Die Union und die SPD veranstalten um den Bürokratieabbau viel Aufregung in diesem Land. Für den kleinen Mittelständler stehen aber ganz andere Fragen auf der Tagesordnung: Was hat die Bundesregierung gegen die schlechte Zahlungsmoral unternommen, die Tausende kleiner Unternehmen in die Pleite trieb? Nichts, gar nichts. Was tut die Bundesregierung, um die schwache Binnennachfrage zu stärken, womit sie vielen kleinen Handwerks- und Dienstleistungsunternehmen helfen könnte? Viel zu wenig. Und was unternimmt die Bundesregierung gegen den Niedriglohnwettbewerb, der die kleinen Betriebe besonders brutal trifft? Auf einen gesetzlichen Mindestlohn warten wir vergebens. Wir werden morgen sehen, wie die Kollegen der SPD abstimmen. Ich zweifle sehr daran, dass Sie morgen kuscheln werden; ich glaube das nicht.

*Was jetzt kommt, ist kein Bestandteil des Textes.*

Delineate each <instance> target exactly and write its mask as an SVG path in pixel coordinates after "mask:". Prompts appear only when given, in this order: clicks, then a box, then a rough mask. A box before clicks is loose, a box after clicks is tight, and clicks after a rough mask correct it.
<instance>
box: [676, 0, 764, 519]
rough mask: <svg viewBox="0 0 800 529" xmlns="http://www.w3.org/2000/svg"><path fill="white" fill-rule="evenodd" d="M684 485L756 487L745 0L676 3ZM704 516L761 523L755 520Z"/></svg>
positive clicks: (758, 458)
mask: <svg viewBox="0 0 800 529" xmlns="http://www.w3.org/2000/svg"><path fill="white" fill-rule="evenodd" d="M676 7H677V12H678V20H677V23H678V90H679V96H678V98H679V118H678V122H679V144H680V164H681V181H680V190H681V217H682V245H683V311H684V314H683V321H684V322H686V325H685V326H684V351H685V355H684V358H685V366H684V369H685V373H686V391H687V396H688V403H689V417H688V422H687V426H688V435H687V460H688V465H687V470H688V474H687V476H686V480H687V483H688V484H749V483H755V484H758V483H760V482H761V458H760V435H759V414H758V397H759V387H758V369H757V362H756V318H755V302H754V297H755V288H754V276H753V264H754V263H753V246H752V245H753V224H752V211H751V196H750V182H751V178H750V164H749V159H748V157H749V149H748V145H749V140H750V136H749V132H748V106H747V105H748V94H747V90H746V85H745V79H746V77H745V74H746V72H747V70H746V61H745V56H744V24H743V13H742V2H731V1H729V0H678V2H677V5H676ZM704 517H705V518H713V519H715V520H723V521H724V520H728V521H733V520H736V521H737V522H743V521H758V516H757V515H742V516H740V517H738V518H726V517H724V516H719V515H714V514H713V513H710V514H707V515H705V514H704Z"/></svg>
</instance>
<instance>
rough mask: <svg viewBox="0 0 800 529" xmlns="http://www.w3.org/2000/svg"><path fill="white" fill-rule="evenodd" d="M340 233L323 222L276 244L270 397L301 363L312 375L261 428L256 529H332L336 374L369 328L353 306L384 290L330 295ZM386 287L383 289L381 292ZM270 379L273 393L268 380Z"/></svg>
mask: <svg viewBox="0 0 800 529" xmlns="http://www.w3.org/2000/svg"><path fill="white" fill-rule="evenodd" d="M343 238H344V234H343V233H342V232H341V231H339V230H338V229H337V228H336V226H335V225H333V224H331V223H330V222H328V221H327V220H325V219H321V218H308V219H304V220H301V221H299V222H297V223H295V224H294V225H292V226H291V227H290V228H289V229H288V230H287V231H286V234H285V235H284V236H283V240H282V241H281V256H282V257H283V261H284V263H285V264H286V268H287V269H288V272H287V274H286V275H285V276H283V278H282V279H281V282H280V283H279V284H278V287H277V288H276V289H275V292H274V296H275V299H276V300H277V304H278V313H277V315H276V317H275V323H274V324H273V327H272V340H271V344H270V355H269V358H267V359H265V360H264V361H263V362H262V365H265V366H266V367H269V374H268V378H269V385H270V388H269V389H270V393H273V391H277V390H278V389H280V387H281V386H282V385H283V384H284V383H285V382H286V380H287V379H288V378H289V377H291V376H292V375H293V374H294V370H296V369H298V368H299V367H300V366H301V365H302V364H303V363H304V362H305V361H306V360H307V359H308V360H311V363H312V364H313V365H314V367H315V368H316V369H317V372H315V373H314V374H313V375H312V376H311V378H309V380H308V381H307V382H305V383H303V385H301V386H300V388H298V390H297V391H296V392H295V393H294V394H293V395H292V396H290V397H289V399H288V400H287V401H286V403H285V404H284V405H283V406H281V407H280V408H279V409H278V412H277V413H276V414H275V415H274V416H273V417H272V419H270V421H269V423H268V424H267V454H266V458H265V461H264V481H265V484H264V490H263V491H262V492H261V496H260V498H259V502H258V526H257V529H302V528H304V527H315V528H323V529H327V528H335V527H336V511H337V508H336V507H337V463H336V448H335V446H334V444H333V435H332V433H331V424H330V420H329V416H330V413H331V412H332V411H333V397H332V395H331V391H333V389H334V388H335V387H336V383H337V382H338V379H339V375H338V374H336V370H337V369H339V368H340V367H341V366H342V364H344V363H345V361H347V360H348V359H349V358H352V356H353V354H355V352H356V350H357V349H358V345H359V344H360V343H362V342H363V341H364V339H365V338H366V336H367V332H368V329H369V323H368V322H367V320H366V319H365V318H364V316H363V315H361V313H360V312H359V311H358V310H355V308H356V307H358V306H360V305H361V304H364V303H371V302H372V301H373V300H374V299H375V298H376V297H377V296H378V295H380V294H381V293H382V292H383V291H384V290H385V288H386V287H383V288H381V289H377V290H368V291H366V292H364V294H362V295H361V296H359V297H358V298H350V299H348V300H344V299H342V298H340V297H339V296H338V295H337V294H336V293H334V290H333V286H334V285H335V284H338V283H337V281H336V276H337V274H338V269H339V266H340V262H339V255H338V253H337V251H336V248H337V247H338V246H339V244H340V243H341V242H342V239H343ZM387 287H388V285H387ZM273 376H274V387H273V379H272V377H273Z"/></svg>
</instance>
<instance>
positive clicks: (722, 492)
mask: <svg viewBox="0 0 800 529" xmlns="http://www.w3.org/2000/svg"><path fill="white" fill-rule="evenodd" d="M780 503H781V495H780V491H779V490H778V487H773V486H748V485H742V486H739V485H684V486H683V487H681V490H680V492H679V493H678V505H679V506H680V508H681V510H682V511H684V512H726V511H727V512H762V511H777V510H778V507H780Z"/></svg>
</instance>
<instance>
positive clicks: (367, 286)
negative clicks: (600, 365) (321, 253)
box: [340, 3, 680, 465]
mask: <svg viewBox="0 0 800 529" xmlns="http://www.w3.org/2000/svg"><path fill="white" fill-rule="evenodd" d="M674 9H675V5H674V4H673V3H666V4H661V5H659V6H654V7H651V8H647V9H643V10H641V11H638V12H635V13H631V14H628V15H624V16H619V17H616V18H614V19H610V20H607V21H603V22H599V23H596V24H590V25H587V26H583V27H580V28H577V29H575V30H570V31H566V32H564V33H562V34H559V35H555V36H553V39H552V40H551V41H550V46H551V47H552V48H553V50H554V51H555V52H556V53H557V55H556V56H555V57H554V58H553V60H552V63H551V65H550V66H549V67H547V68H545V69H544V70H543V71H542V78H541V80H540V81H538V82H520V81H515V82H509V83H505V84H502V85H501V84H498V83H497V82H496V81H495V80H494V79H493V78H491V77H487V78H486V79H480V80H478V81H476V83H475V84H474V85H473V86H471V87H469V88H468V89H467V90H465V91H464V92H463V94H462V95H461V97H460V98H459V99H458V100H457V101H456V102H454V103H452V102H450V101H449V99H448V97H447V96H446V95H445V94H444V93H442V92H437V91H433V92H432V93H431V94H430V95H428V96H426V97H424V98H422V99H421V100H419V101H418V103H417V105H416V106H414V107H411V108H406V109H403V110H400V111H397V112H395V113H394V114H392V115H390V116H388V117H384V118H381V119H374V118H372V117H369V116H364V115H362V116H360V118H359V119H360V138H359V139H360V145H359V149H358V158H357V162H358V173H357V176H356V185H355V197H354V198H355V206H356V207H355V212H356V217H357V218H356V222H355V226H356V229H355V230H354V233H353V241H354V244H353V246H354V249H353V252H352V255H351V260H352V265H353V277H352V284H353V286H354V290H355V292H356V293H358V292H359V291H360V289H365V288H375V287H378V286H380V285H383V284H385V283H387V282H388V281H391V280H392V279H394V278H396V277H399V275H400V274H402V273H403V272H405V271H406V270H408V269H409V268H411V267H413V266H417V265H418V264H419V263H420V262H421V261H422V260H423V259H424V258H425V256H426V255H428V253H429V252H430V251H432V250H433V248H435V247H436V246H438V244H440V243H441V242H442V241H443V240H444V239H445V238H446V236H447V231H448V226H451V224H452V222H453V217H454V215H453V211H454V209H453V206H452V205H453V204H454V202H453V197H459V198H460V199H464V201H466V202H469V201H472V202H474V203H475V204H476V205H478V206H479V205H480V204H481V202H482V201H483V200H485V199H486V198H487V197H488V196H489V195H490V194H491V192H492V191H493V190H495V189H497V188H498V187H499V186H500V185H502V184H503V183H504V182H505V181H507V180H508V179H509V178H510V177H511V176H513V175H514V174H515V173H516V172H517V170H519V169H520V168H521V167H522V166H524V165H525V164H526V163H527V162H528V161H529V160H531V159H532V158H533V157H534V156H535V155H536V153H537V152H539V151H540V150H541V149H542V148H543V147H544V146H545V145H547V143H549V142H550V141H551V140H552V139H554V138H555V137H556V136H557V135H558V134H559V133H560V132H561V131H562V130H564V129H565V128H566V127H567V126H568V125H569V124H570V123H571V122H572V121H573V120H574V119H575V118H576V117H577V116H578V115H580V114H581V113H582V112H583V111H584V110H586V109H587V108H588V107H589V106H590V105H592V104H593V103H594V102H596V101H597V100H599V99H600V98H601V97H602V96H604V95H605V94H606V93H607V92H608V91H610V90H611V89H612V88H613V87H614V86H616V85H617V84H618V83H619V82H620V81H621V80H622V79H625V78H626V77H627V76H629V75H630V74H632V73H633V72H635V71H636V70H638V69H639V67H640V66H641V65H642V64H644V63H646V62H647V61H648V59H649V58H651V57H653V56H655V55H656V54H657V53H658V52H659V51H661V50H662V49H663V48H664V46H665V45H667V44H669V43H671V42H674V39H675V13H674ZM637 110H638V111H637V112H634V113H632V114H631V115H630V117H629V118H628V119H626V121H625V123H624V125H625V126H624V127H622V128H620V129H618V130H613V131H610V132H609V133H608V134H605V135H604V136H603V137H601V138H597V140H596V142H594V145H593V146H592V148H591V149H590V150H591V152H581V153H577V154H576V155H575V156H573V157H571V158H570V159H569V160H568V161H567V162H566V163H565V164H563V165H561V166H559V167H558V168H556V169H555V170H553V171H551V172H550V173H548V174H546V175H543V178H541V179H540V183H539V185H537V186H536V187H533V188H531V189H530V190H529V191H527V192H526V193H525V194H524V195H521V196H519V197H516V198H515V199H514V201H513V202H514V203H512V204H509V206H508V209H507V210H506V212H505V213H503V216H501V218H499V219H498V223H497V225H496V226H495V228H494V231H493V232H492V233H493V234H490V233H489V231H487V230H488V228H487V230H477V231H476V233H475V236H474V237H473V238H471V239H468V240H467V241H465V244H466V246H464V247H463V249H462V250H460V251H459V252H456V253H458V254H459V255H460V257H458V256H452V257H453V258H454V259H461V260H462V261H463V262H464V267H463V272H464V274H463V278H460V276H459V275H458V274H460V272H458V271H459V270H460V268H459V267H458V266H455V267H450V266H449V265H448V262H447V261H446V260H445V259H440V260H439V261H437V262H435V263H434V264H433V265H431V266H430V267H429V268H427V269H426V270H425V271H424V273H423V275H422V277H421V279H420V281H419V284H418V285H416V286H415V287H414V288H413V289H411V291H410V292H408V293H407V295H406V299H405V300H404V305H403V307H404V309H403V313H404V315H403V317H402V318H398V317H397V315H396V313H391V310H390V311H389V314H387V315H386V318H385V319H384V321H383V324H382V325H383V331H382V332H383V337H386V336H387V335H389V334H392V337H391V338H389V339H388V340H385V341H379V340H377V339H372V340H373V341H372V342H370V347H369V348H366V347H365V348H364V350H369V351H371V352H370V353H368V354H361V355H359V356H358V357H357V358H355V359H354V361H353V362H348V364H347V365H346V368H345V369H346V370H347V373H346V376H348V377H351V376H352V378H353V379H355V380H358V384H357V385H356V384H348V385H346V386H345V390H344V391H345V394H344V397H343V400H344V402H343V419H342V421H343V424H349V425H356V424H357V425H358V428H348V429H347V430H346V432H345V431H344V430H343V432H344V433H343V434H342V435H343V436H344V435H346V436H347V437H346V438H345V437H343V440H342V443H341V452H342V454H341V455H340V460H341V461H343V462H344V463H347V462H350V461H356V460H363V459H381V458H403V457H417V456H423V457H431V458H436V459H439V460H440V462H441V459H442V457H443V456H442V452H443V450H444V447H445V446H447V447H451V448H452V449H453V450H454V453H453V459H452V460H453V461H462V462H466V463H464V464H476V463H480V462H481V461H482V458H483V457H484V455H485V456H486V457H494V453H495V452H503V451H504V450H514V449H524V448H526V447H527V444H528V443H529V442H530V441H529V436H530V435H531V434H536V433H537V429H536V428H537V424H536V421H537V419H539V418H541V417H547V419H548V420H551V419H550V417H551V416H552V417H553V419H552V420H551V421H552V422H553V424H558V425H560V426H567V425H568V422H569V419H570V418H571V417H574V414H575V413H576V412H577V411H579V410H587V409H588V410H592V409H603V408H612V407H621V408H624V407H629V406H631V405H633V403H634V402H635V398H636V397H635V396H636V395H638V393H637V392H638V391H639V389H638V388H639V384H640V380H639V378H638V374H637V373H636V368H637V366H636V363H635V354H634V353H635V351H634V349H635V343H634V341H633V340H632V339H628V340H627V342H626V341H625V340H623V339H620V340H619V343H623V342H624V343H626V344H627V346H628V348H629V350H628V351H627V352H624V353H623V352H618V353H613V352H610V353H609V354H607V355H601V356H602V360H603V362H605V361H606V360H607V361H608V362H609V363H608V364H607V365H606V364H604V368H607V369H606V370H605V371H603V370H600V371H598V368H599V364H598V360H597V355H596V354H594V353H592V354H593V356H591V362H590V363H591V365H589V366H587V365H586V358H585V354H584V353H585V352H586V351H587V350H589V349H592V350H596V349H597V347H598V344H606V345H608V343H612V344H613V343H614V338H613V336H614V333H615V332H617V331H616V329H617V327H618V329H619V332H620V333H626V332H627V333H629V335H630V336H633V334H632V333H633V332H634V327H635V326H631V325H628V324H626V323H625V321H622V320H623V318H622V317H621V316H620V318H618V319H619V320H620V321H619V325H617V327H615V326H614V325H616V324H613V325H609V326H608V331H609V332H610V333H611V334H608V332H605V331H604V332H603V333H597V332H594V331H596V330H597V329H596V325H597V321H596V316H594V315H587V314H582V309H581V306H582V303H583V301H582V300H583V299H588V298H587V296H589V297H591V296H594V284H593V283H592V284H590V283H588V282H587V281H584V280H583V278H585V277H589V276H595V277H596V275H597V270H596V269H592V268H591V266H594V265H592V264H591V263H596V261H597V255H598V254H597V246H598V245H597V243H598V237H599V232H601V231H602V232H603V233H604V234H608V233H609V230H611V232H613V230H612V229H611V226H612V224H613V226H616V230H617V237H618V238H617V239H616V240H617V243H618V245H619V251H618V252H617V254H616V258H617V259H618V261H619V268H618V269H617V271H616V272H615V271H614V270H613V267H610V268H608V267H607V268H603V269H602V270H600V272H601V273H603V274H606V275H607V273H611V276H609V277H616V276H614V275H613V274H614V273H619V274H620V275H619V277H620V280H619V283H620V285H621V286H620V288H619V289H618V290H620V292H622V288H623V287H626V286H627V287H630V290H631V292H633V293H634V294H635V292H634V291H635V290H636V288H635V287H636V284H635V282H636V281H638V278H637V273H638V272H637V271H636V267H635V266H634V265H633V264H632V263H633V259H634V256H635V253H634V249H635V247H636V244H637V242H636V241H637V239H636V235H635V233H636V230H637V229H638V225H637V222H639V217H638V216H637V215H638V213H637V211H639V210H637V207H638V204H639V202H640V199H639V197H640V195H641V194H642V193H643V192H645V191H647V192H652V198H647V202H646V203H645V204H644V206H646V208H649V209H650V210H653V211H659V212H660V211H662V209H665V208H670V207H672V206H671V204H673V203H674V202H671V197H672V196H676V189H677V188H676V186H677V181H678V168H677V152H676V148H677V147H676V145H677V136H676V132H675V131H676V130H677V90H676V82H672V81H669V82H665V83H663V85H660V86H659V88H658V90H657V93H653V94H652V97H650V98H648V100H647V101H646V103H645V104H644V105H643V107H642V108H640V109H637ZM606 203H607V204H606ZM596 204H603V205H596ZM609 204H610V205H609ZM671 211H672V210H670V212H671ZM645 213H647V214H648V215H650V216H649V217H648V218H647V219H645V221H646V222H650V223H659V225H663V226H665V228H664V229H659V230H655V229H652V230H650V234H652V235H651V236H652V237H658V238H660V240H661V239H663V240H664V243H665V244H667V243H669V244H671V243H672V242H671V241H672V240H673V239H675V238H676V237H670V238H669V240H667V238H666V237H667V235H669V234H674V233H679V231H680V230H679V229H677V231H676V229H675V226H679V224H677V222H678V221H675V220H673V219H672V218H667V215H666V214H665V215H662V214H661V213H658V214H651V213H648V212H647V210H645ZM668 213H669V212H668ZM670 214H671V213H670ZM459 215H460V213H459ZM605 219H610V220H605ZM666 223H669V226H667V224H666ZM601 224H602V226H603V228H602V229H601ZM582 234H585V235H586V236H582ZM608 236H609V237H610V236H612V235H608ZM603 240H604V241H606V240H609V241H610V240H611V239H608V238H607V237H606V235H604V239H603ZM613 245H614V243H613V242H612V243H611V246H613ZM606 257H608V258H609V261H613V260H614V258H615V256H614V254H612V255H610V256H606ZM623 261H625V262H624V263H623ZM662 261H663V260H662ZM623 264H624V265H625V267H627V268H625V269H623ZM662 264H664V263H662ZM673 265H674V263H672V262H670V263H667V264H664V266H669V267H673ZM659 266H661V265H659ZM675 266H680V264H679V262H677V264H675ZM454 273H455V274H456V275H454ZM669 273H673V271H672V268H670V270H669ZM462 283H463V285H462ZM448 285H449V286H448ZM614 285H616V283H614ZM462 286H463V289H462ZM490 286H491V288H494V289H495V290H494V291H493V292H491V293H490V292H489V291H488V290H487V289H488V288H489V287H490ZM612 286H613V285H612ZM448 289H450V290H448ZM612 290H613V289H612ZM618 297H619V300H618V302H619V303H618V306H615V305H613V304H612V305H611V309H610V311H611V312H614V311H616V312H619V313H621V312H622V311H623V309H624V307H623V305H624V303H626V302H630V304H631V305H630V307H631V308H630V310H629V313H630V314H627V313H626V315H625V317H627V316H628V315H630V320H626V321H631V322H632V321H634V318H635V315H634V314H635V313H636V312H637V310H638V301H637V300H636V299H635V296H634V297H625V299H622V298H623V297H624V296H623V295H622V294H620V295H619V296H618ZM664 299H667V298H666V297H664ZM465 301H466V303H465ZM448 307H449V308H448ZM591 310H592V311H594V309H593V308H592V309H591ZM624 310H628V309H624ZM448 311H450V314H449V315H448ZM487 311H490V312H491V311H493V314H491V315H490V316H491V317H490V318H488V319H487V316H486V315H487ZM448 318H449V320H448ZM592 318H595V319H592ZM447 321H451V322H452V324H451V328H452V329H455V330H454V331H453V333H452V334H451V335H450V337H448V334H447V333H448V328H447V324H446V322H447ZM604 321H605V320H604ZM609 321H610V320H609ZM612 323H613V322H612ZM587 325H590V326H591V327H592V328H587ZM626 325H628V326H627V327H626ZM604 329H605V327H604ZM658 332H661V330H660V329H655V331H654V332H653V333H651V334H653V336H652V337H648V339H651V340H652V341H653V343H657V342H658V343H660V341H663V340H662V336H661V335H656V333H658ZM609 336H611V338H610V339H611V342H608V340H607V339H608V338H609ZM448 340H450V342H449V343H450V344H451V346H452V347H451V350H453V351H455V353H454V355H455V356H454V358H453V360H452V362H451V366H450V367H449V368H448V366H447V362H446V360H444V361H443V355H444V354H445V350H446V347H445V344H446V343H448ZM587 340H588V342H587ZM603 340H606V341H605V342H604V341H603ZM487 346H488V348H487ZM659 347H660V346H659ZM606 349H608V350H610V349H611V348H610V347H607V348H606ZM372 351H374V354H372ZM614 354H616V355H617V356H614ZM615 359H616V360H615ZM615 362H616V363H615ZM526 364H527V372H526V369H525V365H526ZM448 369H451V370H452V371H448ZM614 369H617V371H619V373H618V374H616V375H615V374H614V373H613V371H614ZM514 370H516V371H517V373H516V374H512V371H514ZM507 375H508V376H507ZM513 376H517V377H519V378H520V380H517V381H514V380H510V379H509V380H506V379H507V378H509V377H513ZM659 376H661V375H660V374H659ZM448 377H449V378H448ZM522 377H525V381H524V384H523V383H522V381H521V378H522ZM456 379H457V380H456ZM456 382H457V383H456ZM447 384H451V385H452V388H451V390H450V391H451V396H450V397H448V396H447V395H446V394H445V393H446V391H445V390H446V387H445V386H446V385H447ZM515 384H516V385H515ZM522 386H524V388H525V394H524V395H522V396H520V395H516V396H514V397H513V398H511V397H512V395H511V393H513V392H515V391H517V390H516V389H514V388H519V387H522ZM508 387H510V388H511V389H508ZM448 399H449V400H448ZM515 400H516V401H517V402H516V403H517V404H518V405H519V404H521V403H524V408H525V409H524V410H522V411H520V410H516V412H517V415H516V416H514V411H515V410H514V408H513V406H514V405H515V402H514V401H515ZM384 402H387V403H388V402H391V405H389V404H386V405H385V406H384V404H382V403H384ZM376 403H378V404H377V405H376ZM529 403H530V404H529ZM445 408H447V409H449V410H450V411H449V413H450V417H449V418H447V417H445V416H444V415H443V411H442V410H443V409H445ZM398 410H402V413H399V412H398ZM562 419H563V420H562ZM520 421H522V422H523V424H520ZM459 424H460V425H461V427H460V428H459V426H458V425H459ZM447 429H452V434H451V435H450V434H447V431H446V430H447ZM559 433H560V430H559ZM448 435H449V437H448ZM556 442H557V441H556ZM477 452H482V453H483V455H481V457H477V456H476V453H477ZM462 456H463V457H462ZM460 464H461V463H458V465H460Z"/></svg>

Die Regierung geht diese Fragen nicht an. Stattdessen baut sie die Förderinstrumente für den Mittelstand, zum
Beispiel das ERP-Sondervermögen, ab. Im Zuge ihres Bürokratieabbaus hat die Regierung gleich die monatliche
Wirtschaftsstatistik für Kleinbetriebe bis 50 Beschäftigte abgeschafft; Herr Lange hat das gesagt. Daher
wissen wir heute nicht, ob der Aufschwung bei den kleinen Unternehmen überhaupt angekommen ist.
Die Probleme des schwarz-roten Bürokratieabbaus liegen oft im Detail. Herr Lange, Sie sprachen die Existenzgründer an. Sie sollen in den ersten drei Jahren nicht mehr auskunftspflichtig sein. Offensichtlich interessiert Sie die Situation der Existenzgründer überhaupt nicht. Sie wissen gar nicht, dass manche auf Hartz-IVNiveau leben müssen. Sie verkaufen diese Maßnahme zum Bürokratieabbau als Erfolg. Die Kosten für die Sozialversicherung sollen von der Wirtschaft zum Staat verschoben werden, und im Verkehrsrecht wird die Bürgerbeteiligung beschnitten. Dieser Bürokratieabbau ist ein Abbau sozialer Standards und Rechte.
Dazu sagt die Linke: Nein.

(Beifall bei der LINKEN)

Ich fasse zusammen: Die Große Koalition sieht in gesetzlichen Regelungen eine Belastung für die Wirtschaft. Die Linke sieht dagegen zuallererst die Schutzfunktion. Deswegen kritisieren wir die Privatisierungen der letzten Jahre. Hier werden soziale Standards und Rechte dem freien Markt geopfert. An dieser Stelle möchte ich auf eine Studie der SPD-nahen Friedrich-Ebert-Stiftung hinweisen. Ich gehe davon aus, Herr Lange und Herr Dr. Wend, dass Sie sie gelesen haben. Es wurde danach gefragt, ob Privatisierung öffentlicher Aufgaben zu weniger Gesetzen führt. Oftmals heißt es ja: Privatisierung ist das beste Programm für Bürokratieabbau. Das Gegenteil ist der Fall. Das zeigt das Beispiel der Privatisierung der Telekom. Seit der Privatisierung des Telekommunikationsbereichs hat sich der Umfang der gesetzlichen Vorschriften für diesen Bereich fast vervierfacht. Warum? Ich zitiere die Antwort dieser Studie: „Das Handeln der Privaten hat mehrfach Reaktionen des Gesetzgebers notwendig gemacht“. Meine Damen und Herren der Großen Koalition, wenn Sie weniger Regulierung wollen, dann bitte nicht durch den Abbau von sozialen Standards!
Ich danke Ihnen für Ihre Aufmerksamkeit.